Chronic disability secondary to Achilles tendon ruptures
Chronic disability secondary to Achilles tendon ruptures:
Mr B is a 40-year-old gentlemen who presented to Physio and Fitness Clinic following a complex history of right sided Achilles related injuries. This included an initial rupture, which was managed surgically, followed by partial rupture 18 months later – which was not managed by a health professional. As a result, Mr B reported ongoing and significant difficulty with loading activity due to weakness despite over six months passing since the most recent injury. Previously he had participated in social sports, which he refrained from post injury due to fear of re-injury and inability to produce adequate right-side strength and power.
Objective testing revealed greatly reduced right sided maximal dynamic strength – in particular, eccentric strength to the point of not being able to maintain force while lowering from a plantarflexed position while under load ~ 70% concentric 1RM. Additionally, considerable muscle wasting was evident on the right side relative to the left lower limb.
Initial management consisted of prescription of single leg concentric heavy-slow resistance plantar flexor exercise, akin to that used often in Achilles tendinopathy rehabilitation. This was set at 4×8 repetitions, at an intensity of two repetitions in reserve (RIR) – using a weight that, at 8 repetitions, would induce fatigue that would only allow an additional two more repetitions to be completed if required. Exercise mode included bent and straight knee exercise positions, to target both the soleus and gastrocnemii. Mr B also completed assisted (other lower limb) eccentric resistance exercise at an intensity that he could maintain control through range. Additionally, functional isometrics (supramaximal) were prescribed – these are isometric holds at different plantar flexor positions. Mr B was completed this program once per week under physiotherapist supervision, and at least twice a week at home as best able with available equipment. This frequency was prescribed to ensure adequate volume for strength physiological adaptations to occur.
After four weeks of this exercise, eccentric control through range was much improved – Mr B was able to demonstrate slow and controlled eccentric motion under resistance greater than body weight through full range. Accordingly, the eccentric phase was incorporated into heavy-slow resistance plantar flexor exercise. In the same time period, concentric exercise weight had progressed to maintain the two RIR intensity. In addition to resistance based, functional exercise was added that required power and/or control of the ankle plantar flexors. This included sled pushes (power; figure 1) and tip-toe walking (control).
Figure 1: Example of sled exercise to develop functional plantar flexor power.
At the time of writing, Mr B has not yet returned to social sport, however he reports improved confidence and reduced disability on the right side. He plans to coach junior sport, and is confident he can participate enough to demonstrate technique to his team!
Discussion:
Plantar flexor deficits are common following Achilles tendon rupture and repair, which may be due in part to elongation of the Achilles tendon (Silbernagel, Steele & Manal, 2012).
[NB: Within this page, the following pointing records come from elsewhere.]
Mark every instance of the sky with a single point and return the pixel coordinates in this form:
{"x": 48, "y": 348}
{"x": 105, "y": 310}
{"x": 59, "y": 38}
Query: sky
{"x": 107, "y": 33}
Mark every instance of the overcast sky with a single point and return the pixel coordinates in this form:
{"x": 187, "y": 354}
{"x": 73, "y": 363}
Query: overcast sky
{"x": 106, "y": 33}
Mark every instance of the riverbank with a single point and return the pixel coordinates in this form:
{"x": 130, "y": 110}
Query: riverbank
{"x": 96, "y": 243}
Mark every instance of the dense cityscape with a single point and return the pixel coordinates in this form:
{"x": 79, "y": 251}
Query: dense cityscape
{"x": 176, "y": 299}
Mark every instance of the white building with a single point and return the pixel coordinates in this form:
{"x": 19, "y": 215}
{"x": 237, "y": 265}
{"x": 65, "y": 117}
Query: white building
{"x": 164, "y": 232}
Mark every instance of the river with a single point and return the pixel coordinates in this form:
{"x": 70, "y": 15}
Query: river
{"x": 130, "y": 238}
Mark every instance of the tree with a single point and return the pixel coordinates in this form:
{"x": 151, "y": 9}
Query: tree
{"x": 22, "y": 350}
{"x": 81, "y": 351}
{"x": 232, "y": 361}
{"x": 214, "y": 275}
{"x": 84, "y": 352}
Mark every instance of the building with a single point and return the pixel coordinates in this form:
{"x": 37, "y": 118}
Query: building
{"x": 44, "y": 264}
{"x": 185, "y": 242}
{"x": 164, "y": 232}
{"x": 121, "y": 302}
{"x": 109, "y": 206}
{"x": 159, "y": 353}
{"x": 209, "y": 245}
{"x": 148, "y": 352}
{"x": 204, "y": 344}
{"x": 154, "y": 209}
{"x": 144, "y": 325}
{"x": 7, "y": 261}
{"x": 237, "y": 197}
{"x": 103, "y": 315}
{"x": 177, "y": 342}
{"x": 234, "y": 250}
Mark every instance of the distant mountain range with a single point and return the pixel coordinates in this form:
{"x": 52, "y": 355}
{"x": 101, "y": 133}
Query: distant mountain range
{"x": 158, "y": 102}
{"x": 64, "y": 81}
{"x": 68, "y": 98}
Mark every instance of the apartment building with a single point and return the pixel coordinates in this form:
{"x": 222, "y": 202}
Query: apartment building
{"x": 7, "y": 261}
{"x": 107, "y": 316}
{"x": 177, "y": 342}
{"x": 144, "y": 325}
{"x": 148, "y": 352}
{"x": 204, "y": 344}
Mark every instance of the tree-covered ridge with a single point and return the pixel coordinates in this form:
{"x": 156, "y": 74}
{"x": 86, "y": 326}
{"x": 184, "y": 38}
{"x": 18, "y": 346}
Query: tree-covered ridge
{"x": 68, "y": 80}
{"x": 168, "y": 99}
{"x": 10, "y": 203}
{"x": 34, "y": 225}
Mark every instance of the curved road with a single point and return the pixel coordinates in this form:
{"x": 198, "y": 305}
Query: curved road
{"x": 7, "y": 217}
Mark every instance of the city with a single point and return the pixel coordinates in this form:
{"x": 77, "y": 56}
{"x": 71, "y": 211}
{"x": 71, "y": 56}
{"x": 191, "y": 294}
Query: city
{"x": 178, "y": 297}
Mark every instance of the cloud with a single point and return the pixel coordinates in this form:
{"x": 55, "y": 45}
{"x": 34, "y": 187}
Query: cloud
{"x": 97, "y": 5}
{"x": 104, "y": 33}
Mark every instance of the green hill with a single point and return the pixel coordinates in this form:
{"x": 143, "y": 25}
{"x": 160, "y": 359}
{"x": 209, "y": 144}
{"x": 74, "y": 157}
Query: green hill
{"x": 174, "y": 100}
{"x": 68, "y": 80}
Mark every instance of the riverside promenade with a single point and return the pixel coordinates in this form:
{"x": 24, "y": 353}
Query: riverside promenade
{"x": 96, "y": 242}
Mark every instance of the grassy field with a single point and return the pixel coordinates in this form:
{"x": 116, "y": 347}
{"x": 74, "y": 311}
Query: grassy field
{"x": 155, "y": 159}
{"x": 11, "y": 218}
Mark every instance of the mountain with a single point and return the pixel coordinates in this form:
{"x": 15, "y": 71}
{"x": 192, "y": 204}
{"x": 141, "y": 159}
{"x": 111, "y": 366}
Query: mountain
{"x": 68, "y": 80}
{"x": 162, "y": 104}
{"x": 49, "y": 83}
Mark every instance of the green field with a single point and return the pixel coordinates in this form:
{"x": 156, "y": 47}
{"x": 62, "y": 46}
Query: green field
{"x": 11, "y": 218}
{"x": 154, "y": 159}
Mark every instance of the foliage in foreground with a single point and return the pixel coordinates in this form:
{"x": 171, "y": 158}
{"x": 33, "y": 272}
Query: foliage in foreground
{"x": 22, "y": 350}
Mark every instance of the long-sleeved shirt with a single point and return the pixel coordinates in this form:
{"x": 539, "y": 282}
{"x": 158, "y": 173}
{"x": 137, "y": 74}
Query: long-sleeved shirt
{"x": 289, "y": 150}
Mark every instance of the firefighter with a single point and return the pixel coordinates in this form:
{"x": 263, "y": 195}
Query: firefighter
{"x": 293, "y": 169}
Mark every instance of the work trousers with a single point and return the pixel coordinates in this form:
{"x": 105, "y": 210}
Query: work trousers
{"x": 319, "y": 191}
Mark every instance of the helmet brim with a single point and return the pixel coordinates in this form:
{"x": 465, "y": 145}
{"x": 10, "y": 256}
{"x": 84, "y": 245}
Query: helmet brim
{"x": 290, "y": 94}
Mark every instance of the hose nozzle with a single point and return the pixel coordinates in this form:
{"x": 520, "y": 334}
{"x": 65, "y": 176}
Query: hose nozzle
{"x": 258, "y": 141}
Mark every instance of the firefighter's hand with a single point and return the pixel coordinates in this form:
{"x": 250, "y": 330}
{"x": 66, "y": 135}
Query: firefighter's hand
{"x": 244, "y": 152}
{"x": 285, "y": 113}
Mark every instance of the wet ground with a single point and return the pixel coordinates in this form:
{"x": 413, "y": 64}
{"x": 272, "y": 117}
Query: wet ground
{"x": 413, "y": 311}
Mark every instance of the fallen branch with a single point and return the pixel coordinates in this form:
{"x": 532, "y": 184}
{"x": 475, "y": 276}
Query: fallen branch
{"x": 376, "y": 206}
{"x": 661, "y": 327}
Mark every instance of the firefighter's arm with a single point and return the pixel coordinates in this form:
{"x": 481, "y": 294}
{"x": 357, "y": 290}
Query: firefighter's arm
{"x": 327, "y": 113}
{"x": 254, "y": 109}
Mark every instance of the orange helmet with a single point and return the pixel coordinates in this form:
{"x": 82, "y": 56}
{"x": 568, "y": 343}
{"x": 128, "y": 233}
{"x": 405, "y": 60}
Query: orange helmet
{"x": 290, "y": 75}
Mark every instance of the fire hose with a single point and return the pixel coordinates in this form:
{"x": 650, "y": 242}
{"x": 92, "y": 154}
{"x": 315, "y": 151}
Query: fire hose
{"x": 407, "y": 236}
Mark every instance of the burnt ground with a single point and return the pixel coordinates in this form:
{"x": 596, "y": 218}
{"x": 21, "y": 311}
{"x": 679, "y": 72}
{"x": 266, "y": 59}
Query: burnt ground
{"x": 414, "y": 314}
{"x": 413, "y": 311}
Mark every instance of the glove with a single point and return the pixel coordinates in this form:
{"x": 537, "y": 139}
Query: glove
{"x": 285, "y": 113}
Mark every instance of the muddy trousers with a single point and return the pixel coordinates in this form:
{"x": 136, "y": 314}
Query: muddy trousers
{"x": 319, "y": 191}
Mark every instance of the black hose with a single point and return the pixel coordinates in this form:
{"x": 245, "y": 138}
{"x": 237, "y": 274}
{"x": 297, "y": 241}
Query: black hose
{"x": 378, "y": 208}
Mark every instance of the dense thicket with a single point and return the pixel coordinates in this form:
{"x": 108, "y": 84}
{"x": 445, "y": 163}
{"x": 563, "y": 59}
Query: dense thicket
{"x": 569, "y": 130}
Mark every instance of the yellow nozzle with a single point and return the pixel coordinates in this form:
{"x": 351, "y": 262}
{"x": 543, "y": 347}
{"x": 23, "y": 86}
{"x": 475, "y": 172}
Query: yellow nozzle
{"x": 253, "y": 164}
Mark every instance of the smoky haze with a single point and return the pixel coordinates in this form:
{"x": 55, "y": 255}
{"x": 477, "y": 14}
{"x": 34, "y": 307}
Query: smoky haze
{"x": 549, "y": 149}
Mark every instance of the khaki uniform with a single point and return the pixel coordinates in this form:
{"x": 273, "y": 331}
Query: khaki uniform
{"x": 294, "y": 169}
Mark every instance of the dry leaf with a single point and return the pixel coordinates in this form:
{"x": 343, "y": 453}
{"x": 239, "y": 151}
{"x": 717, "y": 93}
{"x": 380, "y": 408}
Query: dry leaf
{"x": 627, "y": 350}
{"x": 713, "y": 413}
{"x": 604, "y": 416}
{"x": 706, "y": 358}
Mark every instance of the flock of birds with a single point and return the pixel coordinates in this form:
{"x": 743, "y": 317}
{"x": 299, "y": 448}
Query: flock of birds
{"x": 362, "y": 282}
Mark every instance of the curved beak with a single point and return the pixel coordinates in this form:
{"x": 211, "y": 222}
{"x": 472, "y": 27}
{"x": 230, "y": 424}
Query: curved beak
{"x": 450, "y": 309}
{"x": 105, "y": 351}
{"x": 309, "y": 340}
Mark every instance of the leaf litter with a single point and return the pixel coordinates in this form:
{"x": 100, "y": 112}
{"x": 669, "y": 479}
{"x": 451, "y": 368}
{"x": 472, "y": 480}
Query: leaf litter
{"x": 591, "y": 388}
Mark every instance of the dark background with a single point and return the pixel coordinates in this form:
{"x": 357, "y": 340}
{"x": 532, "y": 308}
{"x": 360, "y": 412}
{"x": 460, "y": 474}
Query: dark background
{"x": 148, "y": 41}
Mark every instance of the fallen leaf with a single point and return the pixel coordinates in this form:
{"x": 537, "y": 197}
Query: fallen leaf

In particular, heel raise height and maximal strength is often reduced (Silbernagel et al., 2009; Brorsson, Silbernagel, Olsson & Helander, 2018), and these deficits can persist for a number of years after rupture irrespective of whether management is surgical or conservative.
Strengthening interventions incorporating external resistance are recommended for restoring strength deficits post Achilles tendon rupture (after initial phases) (Zellers, Cortes and Silbernagel, 2016).